Evolution in Pond Metacommunities
University Of Texas At Austin, Austin TX
Investigators
Abstract
Understanding how ecological systems respond to environmental change is critical to both fundamental and applied ecology. Work to date has focused on two distinct processes, how individual populations respond via evolutionary change, and how the species composition of communities responds. The interaction between these two processes has not been investigated, but studies suggest that these processes will interfere with each other; that is, if resident species adapt rapidly then compositional change is less likely and vice-versa. Studies further suggest that adaptation by residents is more likely in isolated communities and compositional change is more likely in less isolated ones. The effects of environmental change on the interaction of adaptive evolution and community change will be investigated in experimental outdoor mesocosms by manipulating the genetic composition of individual species, the species composition of communities, and the amount of dispersal among communities.
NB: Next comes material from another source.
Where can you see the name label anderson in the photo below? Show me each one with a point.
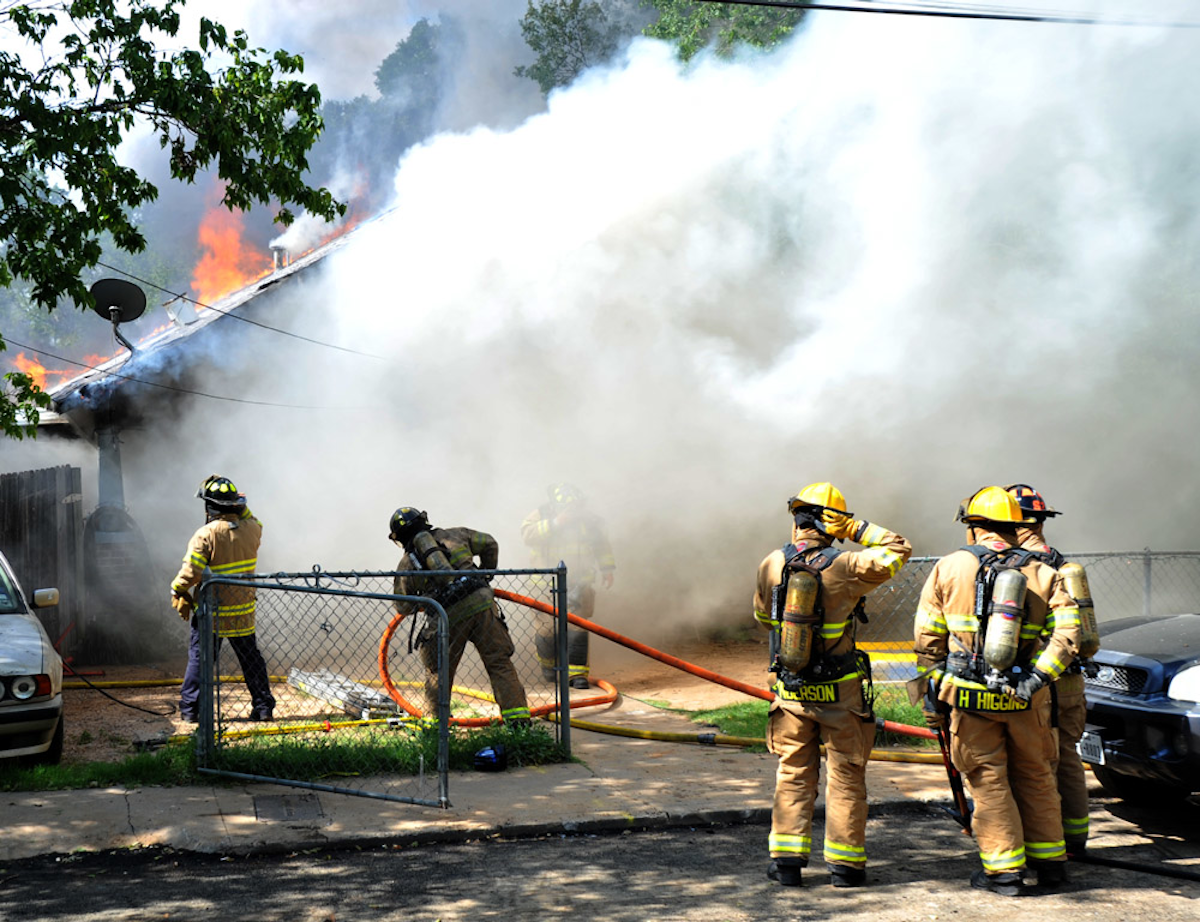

Human impacts on environments are changing patterns of isolation (via both habitat fragmentation and facilitated dispersal) and changing environmental conditions (via eutrophication, pollution, climate change, etc.). A better understanding of how these changes are likely to affect organisms, populations, communities, and ecosystems will improve predictions of ecosystem responses to current and future environmental change. This research will provide some of the first empirical studies of interactions among isolation, dispersal, evolutionary changes in species, and community composition.